Oleg Nivievskiy, Professor at Kyiv School of Economics, highlights three benefits for agriculture from integration into the EU:
- big market: potentially, this is a big benefit for Ukraine to export products and to benefit from this market;
- development: this is a really important challenge for Ukraine because it's difficult for Ukraine to improve its governance and reforms without external pressure;
- The European Union will be the biggest source of help for Ukraine.

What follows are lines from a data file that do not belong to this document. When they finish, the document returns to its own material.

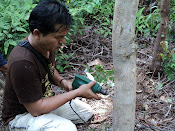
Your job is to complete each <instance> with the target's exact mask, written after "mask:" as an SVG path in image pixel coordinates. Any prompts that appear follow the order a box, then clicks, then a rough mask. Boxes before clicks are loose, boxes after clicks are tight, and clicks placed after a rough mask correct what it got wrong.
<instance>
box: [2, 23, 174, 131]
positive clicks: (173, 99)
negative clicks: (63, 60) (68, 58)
mask: <svg viewBox="0 0 175 131" xmlns="http://www.w3.org/2000/svg"><path fill="white" fill-rule="evenodd" d="M95 26H98V25H95ZM95 28H98V27H95ZM72 39H73V40H74V41H73V43H71V45H67V47H65V48H64V49H63V51H64V52H65V53H74V56H73V58H71V59H70V60H69V64H70V65H71V68H69V69H67V70H65V71H64V72H63V73H61V75H62V76H63V77H64V78H65V79H69V80H73V78H74V75H75V74H83V73H84V70H85V68H84V66H82V64H84V65H89V64H90V63H93V62H94V61H95V60H98V61H100V63H101V64H102V65H103V66H104V68H105V69H106V70H108V69H113V61H112V38H111V36H109V37H105V38H104V37H101V36H100V35H99V34H98V33H96V31H95V30H94V29H93V27H90V28H87V29H86V30H85V32H84V35H83V36H82V35H81V36H79V35H77V36H76V37H74V38H72ZM138 41H139V43H138V45H139V48H138V50H137V60H136V64H137V89H136V113H135V115H136V118H135V131H175V80H174V81H169V80H168V79H167V77H166V76H165V75H163V74H160V75H159V76H158V77H154V76H153V75H152V73H151V72H150V71H149V66H150V62H151V60H152V46H151V45H150V44H149V43H154V39H152V38H149V37H147V38H139V40H136V42H138ZM172 44H173V43H172ZM174 45H175V43H174ZM159 83H163V86H162V87H161V88H159V87H158V85H159ZM105 88H106V89H107V90H108V91H109V92H110V94H112V95H114V89H113V88H109V87H105ZM2 97H3V93H1V94H0V103H1V104H0V109H2ZM101 97H102V99H101V100H89V99H85V98H82V99H81V100H82V101H84V102H87V103H88V104H90V105H91V106H92V108H93V111H94V117H93V118H92V119H91V120H90V121H88V122H87V123H86V124H79V125H77V128H78V130H79V131H84V130H89V131H92V130H95V131H112V117H113V97H112V96H109V95H108V96H104V95H101ZM0 116H1V111H0ZM0 125H2V123H0ZM0 130H3V128H2V127H1V128H0Z"/></svg>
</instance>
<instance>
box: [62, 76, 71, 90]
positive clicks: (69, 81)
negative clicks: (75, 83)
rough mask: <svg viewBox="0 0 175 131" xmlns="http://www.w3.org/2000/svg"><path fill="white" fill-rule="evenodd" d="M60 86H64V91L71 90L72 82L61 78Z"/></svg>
mask: <svg viewBox="0 0 175 131" xmlns="http://www.w3.org/2000/svg"><path fill="white" fill-rule="evenodd" d="M60 86H61V87H62V88H64V90H65V91H71V90H72V82H70V81H67V80H65V79H63V80H62V81H61V84H60Z"/></svg>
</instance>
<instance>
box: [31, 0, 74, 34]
mask: <svg viewBox="0 0 175 131" xmlns="http://www.w3.org/2000/svg"><path fill="white" fill-rule="evenodd" d="M71 23H72V17H71V15H70V14H69V11H68V10H67V8H66V7H65V5H64V3H61V2H58V1H57V0H43V1H41V2H40V3H39V4H38V5H37V6H36V7H35V8H34V9H33V11H32V12H31V14H30V18H29V29H30V31H31V32H32V33H33V31H34V29H38V30H39V31H40V32H41V33H42V34H43V35H47V34H49V33H54V32H58V31H59V29H60V28H61V27H65V30H66V28H69V26H70V25H71ZM57 25H61V26H59V28H57V27H58V26H57Z"/></svg>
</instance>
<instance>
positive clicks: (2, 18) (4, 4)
mask: <svg viewBox="0 0 175 131" xmlns="http://www.w3.org/2000/svg"><path fill="white" fill-rule="evenodd" d="M0 5H1V6H0V44H1V46H0V50H1V51H4V53H5V55H7V54H8V53H10V52H11V50H9V49H12V48H13V47H14V46H16V45H17V43H18V42H20V41H21V40H22V39H24V38H25V37H26V36H27V35H28V32H29V31H28V23H27V20H28V18H29V14H30V12H31V10H32V9H33V8H34V6H35V4H33V1H32V0H15V1H14V0H0Z"/></svg>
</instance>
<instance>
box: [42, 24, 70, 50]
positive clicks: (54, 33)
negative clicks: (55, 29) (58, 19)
mask: <svg viewBox="0 0 175 131" xmlns="http://www.w3.org/2000/svg"><path fill="white" fill-rule="evenodd" d="M60 27H61V25H57V26H56V27H55V28H56V29H59V30H58V31H57V32H54V33H49V34H48V35H46V36H43V35H42V36H41V37H40V41H39V45H40V47H41V48H42V49H44V50H47V51H51V52H55V51H58V49H59V48H60V47H61V46H62V44H63V43H66V39H65V36H66V35H67V34H68V32H69V29H66V28H65V26H62V27H61V28H60Z"/></svg>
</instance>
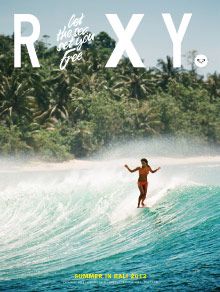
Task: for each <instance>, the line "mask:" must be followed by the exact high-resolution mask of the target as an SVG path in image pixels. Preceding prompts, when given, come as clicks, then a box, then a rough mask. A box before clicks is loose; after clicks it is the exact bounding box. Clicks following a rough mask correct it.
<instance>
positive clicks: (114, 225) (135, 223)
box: [0, 158, 220, 280]
mask: <svg viewBox="0 0 220 292" xmlns="http://www.w3.org/2000/svg"><path fill="white" fill-rule="evenodd" d="M164 159H165V158H164ZM154 161H155V160H154V159H152V163H153V164H154V165H152V166H153V167H154V166H157V165H155V162H154ZM161 161H162V160H161ZM177 161H178V159H177ZM124 163H128V164H130V165H131V166H132V165H133V166H137V165H135V164H136V163H138V161H137V160H135V159H129V160H125V159H114V160H108V161H101V160H100V161H98V162H94V163H93V162H92V161H89V162H88V163H84V164H81V165H80V167H79V165H78V166H77V167H75V168H72V169H62V170H56V171H55V170H54V169H53V170H48V171H46V170H39V169H38V170H37V171H36V169H35V171H33V170H32V171H31V169H29V171H24V169H23V170H22V169H19V170H16V169H15V168H14V169H13V171H10V169H7V171H5V172H2V173H1V174H0V187H1V192H0V238H1V239H0V247H1V249H0V262H1V264H0V280H10V279H18V278H26V277H28V276H34V275H43V274H49V273H51V272H55V271H61V270H64V269H67V268H68V267H73V266H75V265H79V264H81V265H82V264H85V263H89V262H93V261H97V260H100V259H104V258H109V257H111V256H114V255H116V254H119V253H123V252H128V251H131V250H135V249H137V248H139V249H140V248H142V247H144V246H145V247H146V248H150V246H151V245H152V244H154V243H155V242H157V241H158V240H159V239H160V236H159V234H160V235H161V234H163V235H164V236H168V235H169V234H172V233H173V234H175V233H177V232H180V231H183V230H186V229H190V228H194V226H197V225H199V224H202V223H203V222H204V221H205V220H212V219H213V218H214V217H213V216H216V215H213V214H215V212H214V213H213V210H215V209H216V204H217V194H219V192H220V190H219V182H218V178H217V175H216V173H217V172H218V171H217V170H218V169H217V170H216V168H219V166H218V165H217V164H215V163H214V162H213V161H210V160H209V163H208V165H209V166H210V165H212V164H213V166H215V168H213V167H207V168H206V167H205V164H204V167H201V165H197V164H193V163H192V164H190V165H185V164H178V163H170V164H164V165H163V167H162V169H161V171H160V172H158V173H157V174H151V175H149V191H148V196H147V199H146V200H147V206H148V207H149V208H146V209H137V208H136V205H137V198H138V189H137V183H136V180H137V177H136V174H135V173H134V174H130V173H129V172H127V171H126V169H125V168H124V167H123V164H124ZM192 211H193V212H194V216H193V218H192V216H190V215H191V213H190V212H192Z"/></svg>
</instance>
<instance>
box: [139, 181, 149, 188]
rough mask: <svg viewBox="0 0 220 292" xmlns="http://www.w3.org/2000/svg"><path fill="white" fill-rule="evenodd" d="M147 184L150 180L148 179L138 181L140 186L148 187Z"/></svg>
mask: <svg viewBox="0 0 220 292" xmlns="http://www.w3.org/2000/svg"><path fill="white" fill-rule="evenodd" d="M147 185H148V182H147V181H138V186H139V187H140V186H142V187H145V186H146V187H147Z"/></svg>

But now there are cases when European farmers protest against Ukrainian products. Gerard de la Sal, Farmer in Poland and owner of ALFAGRO company in Ukraine, comments on this situation as follows: “Now we see some problems even in the western part of Poland with prices, but I'm not sure that those prices are in league with UA integration process. But on the other hand, a lot of UA commodities are indeed coming into Poland. Some of them were supposed to be re-exported to Asia, but we can see that they're left in Poland, they are transformed in Poland and that's the problem because we know that some of those commodities are produced with low standards. But as soon as the war ends, export logistics will resume their work in Ukraine. I'm not sure that so many commodities will come into the European market. But even then, competition between Ukrainian and European farmers will be difficult. Because Ukrainian farms are bigger, the landscape is better, there are opportunities to produce for lower prices”. Oleg Nivievskiy also agrees that this will be an interesting experience of competition: "I think Ukraine can teach European Union farmers how to work in a competitive environment, sharing our own experience".
Finally, Alex Lissitsa, CEO of IMC, drew prospects for Ukraine's partnership with the EU: “ I think in the first place would actually be bioenergy, especially biomethane. That's a kind of very attractive projection for business in Ukraine. Ukraine can deliver gas from bioproducts to the European Union and that would be kind of a really interesting start. The second issue is carbon certificates.
And the third one is processing. I would start with different types of processing projects. For example, not only based on the food but also based on the fodder for the animals, because in Europe there is a kind of lack of fodder”.